Dataset Card for FinCriticalED Dataset
Dataset Summary
The FinCriticalED dataset contains 2 parts:
(1) raw_put: Raw HTML from financial documents retrieved from SEC EDGAR company filings and the corresponding images of the HTML chunk derived from intermediate rendered pdfs; and
(2) AnnotationWithSpan:Annotated and post-processed dataset that contains the raw image input, human expert annotated information on fincially meaningful numeric and temporal entities in the gold standard HTML format of the financial documents in (1).Each txt file represents one post-processed HTML gold standard file for one image.

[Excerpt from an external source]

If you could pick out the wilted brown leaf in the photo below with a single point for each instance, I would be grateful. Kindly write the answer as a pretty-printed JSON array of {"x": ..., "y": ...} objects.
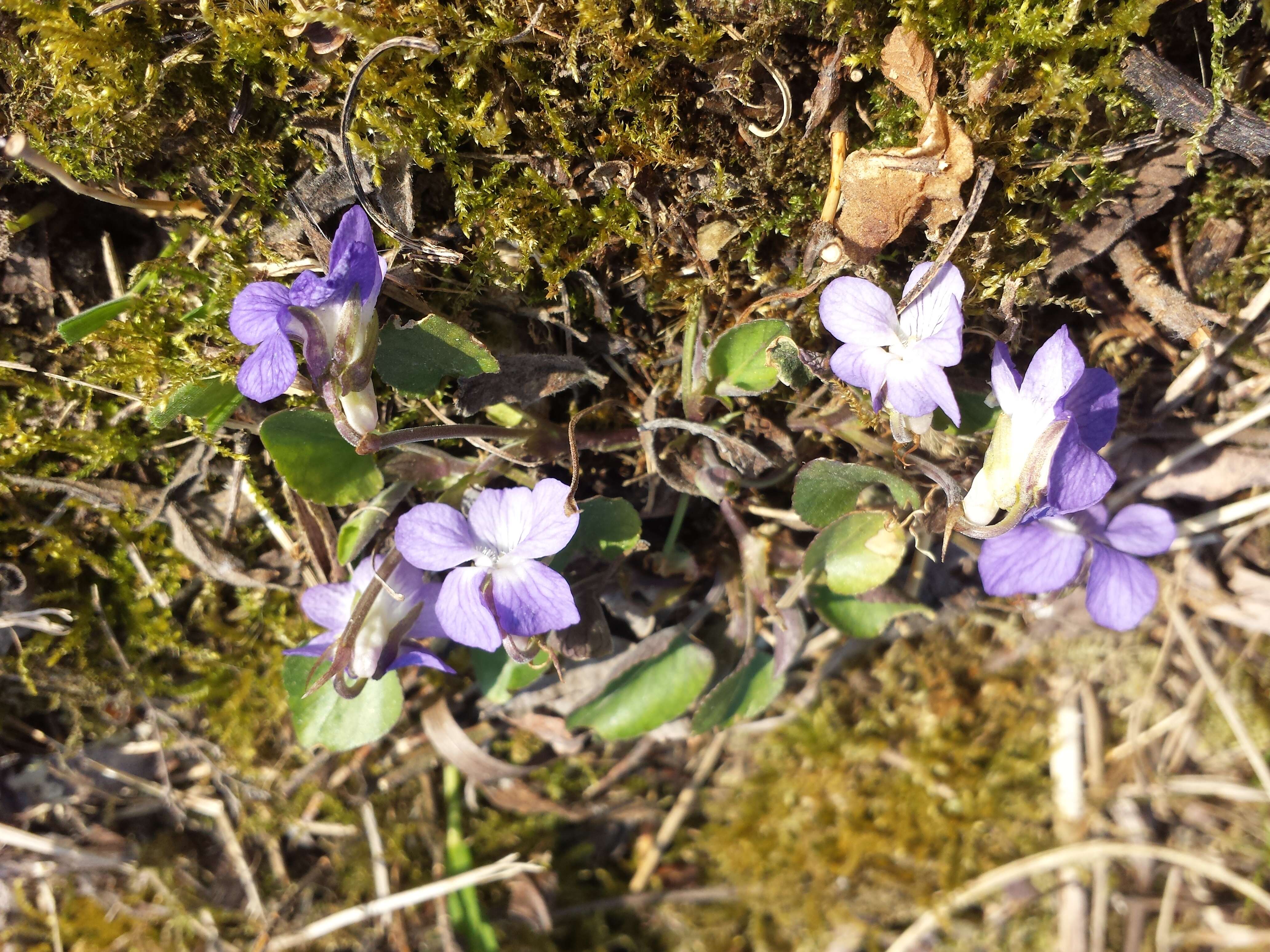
[
  {"x": 886, "y": 190},
  {"x": 909, "y": 63}
]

This dataset is used for FinCriticalED framework on evaluating Large Language Models ability on identifying fincnanciallly critical values in complex financial documents, such as profit and revenue, important legal complaiance due dates, contract durations etc.
Supported Tasks
Task
- Task: Image-to-Text
- Evaluation Metrics: Financial Fact Accuracy (FFA)
Language
- English
Dataset Structure
Data Fields
(1) raw_put
- image : base64 encoded images of financial documents 2023-2025
- matched_html: corresponding html that matches the corresponding image
(2) AnnotationWithSpan
Each txt file contains one post-processed HTML gold standard file for one image, the suffix id corresponds to id in raw_put
Dataset Creation
Curation Rationale
The FinCriticalED dataset was curated to support research and development on key information extraction techniques and factual reliability for unstructured documents in financial domain. By providing annotated real-world financial documents in unstructured format with ground truth, the dataset seeks to address challenges in miantaining factual consistency in complex financial OCR results.
Source Data
Initial Data Collection and Normalization
- The source data are company filings from SEC EDGAR system.
- Subset of company filings in 2023-2025 are downloaded in html format, and converted into correspondig images from intermediate rendered pdfs.
- The extracted text are used for matching html chunk and correct image.
Who are the Source Language Producers?
- The source data are financial documents from SEC EDGAR system: https://www.sec.gov/search-filings
Annotations
Annotation Process
- The dataset was prepared by collecting, matching, spliting, and converting financial documents in English
- Annnotators are provided with HTML chunks, rendered in Label Studio, along with its corresponding image as assistance
- The annotators aare asked to label critical numeric and temporal entities (including dates and durations) on HTML by referrring to a carefully curated annotation guideline.
Who are the Annotators?
- The dataset stems from publicly available financial documents.
- The annotator team contains finance researchers and data scientists.
Personal and Sensitive Information
- The FinCriticalED dataset does not contain any personally identifiable information (PII) and is strictly focused on English-language open-source financial documents. No personal or sensitive information is present in the dataset.
Considerations for Using the Data
Social Impact of Dataset
This dataset enables AI models to extract structured information from scanned financial documents, promoting transparency and accessibility. By aligning page-level images with HTML data accurately labeled with financially critical numerical and temporal entities, it supports the development of more factual reliable and accurate financial OCR work in the finance domain.
Discussion of Biases
- The source data is limited to financial documents, it may underrepresent other domains, potentially limiting model generalizability.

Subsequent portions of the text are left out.